On his way to the airport, inside the rusted loneliness of the Sullivan station, he heard the morning's first inbound train screeching, stopping. The doors creaked open, two footsteps echoed faintly. Jeremiah raised his eyes, and there he hobbled: the old man with nothing in his hands but time. Suddenly, Jeremiah’s throat burned as he met his pale eyes – their sagging kindness, the two long crow’s feet that ran from them as if he had spent most of his years wincing in pain.

Pausing, he waited for Jeremiah’s question. But after a long silence, the old man turned towards the stairs that would once again bring him closer to – the rocks. Those beautiful rocks, each one a memory of Mr. Eddy, the man who almost became his father. He, who, for one long season, freed him for hours before the orphanage lights shut off and brought him, a young boy, to the calm banks of the Mystic.
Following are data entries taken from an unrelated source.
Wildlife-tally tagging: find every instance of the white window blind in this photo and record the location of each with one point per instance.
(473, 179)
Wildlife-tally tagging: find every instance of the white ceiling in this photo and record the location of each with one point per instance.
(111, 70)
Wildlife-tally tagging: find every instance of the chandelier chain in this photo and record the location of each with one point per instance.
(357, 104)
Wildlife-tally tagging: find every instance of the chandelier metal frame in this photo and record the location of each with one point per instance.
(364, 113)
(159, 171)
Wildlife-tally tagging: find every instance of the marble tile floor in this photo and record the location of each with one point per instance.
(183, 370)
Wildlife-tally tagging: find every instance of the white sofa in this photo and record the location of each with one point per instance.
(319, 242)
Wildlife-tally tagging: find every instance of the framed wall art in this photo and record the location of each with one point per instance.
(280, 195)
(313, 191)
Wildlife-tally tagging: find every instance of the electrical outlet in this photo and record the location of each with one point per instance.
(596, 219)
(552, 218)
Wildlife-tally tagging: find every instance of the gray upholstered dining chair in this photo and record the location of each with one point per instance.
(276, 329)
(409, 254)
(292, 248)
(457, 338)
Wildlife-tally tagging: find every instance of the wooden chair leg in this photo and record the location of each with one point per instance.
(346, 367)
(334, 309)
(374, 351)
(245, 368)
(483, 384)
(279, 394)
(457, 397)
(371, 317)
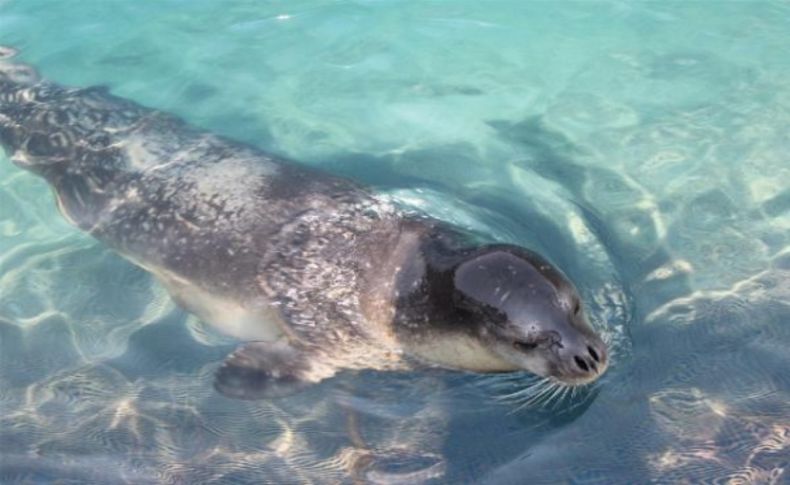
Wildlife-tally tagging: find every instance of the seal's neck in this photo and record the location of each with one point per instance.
(426, 320)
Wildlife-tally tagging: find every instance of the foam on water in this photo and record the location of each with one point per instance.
(642, 147)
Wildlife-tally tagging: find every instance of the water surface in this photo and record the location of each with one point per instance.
(642, 147)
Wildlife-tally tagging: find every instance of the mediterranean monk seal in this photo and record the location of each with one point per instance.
(313, 272)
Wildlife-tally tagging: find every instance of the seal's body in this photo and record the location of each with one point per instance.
(314, 271)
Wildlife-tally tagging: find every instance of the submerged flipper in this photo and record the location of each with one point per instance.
(260, 370)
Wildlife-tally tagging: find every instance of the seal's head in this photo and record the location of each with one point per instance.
(529, 314)
(498, 308)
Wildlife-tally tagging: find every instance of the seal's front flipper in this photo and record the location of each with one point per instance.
(260, 370)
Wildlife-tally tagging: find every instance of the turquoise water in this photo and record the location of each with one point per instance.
(643, 147)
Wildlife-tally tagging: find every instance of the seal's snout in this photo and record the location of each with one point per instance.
(583, 361)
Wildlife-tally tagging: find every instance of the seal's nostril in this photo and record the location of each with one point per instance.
(593, 353)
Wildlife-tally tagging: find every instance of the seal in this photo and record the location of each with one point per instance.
(312, 272)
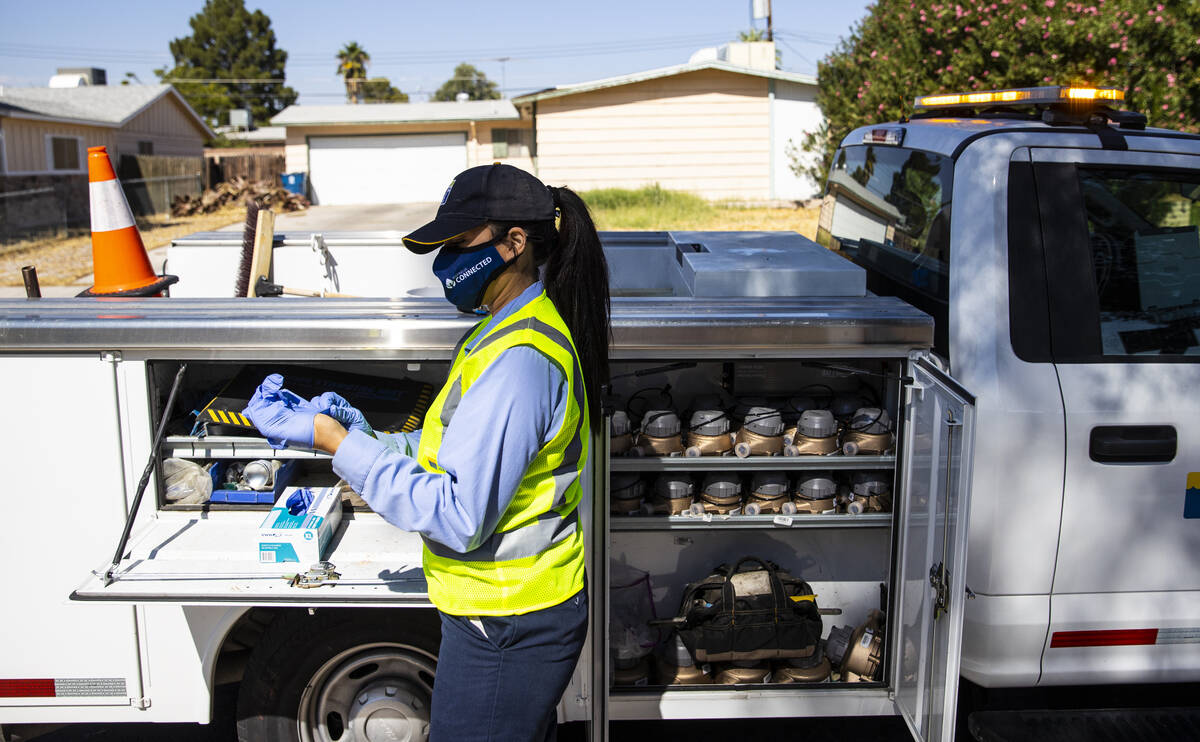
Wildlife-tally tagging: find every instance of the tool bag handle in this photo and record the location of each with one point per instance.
(681, 620)
(777, 585)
Mr. Eddy taught him how rocks were the hard seeds of life and how holding just the right one could turn him smooth. Look, he’d say, picking one up from the shore. Pounded in here is the weight of a thousand stories you can only feel inside your fingers. Go on, now, hold one. It’ll tell you where it’s been. So he took it from his hands, felt the rough grooves of its stories, then asked it silently to lead him home. Once, he picked up a rock, opened his pocket to put it in. But Mr. Eddy put a gentle hand on his shoulder, and with his other pointed somewhere beyond and said: Don't forget to throw it back in the river, son, because the earth only cuts what the waters will heal.

When the next train arrived, Jeremiah stepped inside, alone. And as the doors closed to take him on a journey between two far places, he felt the shape of the question aching in his palms and the longing in the old man’s eyes. There were a quarter million reasons to come back to this place, but now only one would return him to the banks of these waiting waters.

Sunday, September 11, 2011

The Cat and the Paper Girl

There once was a girl made of paper. She wrote all of her tiny dreams inside, then folded herself, over and over, until she looked just like a bird.

A cat strolling by noticed her. He was about to eat her for breakfast when, strangely, something changed his mind. So he began, instead, to unfold her. First by her wings, then by what little was left.

That is when the cat realized that she was not a bird but in fact, a paper girl.

Looking over what covered her inside, the cat stood, puzzled. "Why have you scribbled all over yourself?"

"Because there was no place else for me to write," said the girl.

"Oh, I see," said the cat. But he did not, really.

"And why did you fold yourself into a bird?" asked the cat. "I nearly ate you alive, you know."

"Yes, that is the dream I wrote about here," said the girl quietly, pointing to her heart.

"What!" cried the cat. "To be eaten?"

"No," she whispered. "To be noticed."

From then on, the cat never ate another bird, because they reminded him too much of the paper girl who risked her life dreaming to be noticed.